I really like the idea of connected learning and I think it is a powerful and necessary one. It would be the height of foolishness, if we have this incredibly useful tool  (the internet) for research and information and collaboration and discussion, to not use it and to confine ourselves to a single classroom at a single time, not opening ideas up to the world at large. And certainly, as time has gone on, it has become increasingly necessary to rethink not just what we teach, but how we teach and why.

There has indeed been a lot of discussion and debate about how to rethink what we’re doing and how to incorporate this technology into our experiences. Even in fields that very often welcome new ideas (usually the humanities), it isn’t always easy to introduce new methods.

To me it seems like even more of a struggle to make it work in STEM classes. While STEM fields will often readily accept new technology, there’s a pervasive idea that there’s a certain “correct” way of teaching things, particularly in Engineering.

As both a student and a (new) teacher in an engineering discipline, I want (and need) to rethink my ideas about how to teach, because I don’t want to just teach the way I’ve been taught–that was the aforementioned set way of doing things and it was very formulaic. Predictability can be good, but often at the expense of creativity.

Now, when I see all these ideas being thrown around about online meetings, blogs, discussion, outside collaboration, students running the show, etc., I get immediately disheartened that I’m teaching in the field I am.

This semester, I’m teaching a course on the design and computer modeling of metal castings. I think there are definitely opportunities for collaboration and discussion, because even after all sorts of equations and calculations, Design never has a single, clear-cut, “correct” answer. That being said, I think I would struggle mightily to incorporate many of the other elements of Connected Learning into my class. Not just because I can’t necessarily see a use for them, but because of the students themselves.

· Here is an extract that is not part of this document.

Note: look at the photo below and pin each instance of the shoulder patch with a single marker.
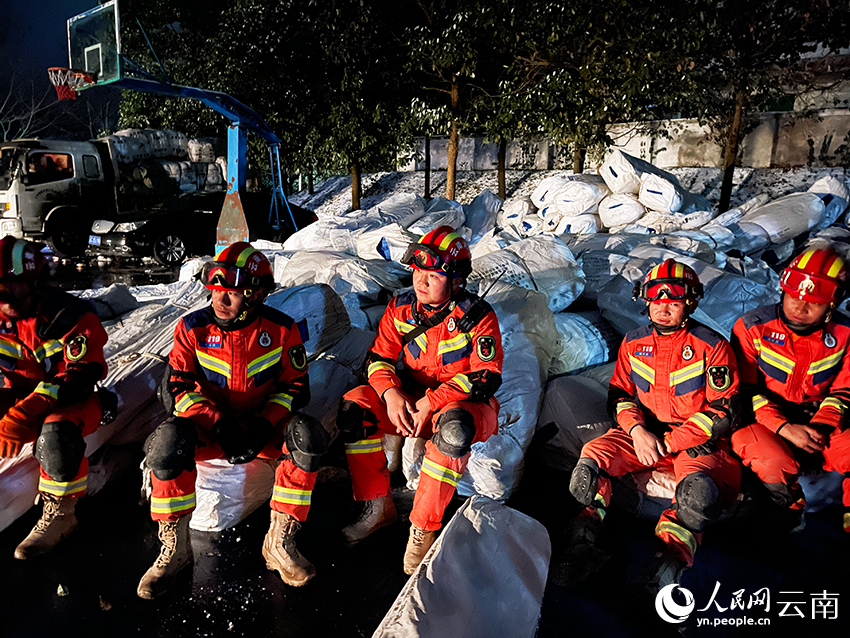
(719, 378)
(638, 333)
(760, 315)
(706, 334)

Metal casting, as it exists at Tech, is one of the least academic fields we have. Virtually everyone (if not actually everyone) in the undergrad casting program is interested in one thing: a job. They’re taking casting classes so that they have a better resume and can give better interviews and be better at their future jobs, and they’re taking all their non-casting classes simply because they’re requirements and the students just want a good enough grade to graduate. They don’t seem to care very much about how they’re being taught or learning for the sake of learning–they just want jobs.

I can’t blame them, but it gets frustrating when your students are only there to get better jobs, rather than thinking about why they’re being taught and why they’re learning.

I know these kids; I’ve worked with them for at least a semester already, if not a year or two. I know they don’t give a rat’s ass about what pedagogy or praxes their professors are using. Hell, last year I saw one of my professors try something completely new in one of his classes (I was a TA, not a student), and it failed miserably. The students didn’t keep up with it, the professor couldn’t enforce it, and everyone was back to business as usual after a few weeks.

And most of those students are the ones I’m teaching now.

So, I definitely want to rethink my preconceived notions about teaching and to do my best to create a dynamic, engaging classroom that isn’t just the “sage on a stage” lecturing for an hour (as so many of the classes I’ve taken have gone), but it will certainly be a struggle to do so in the environment where I work.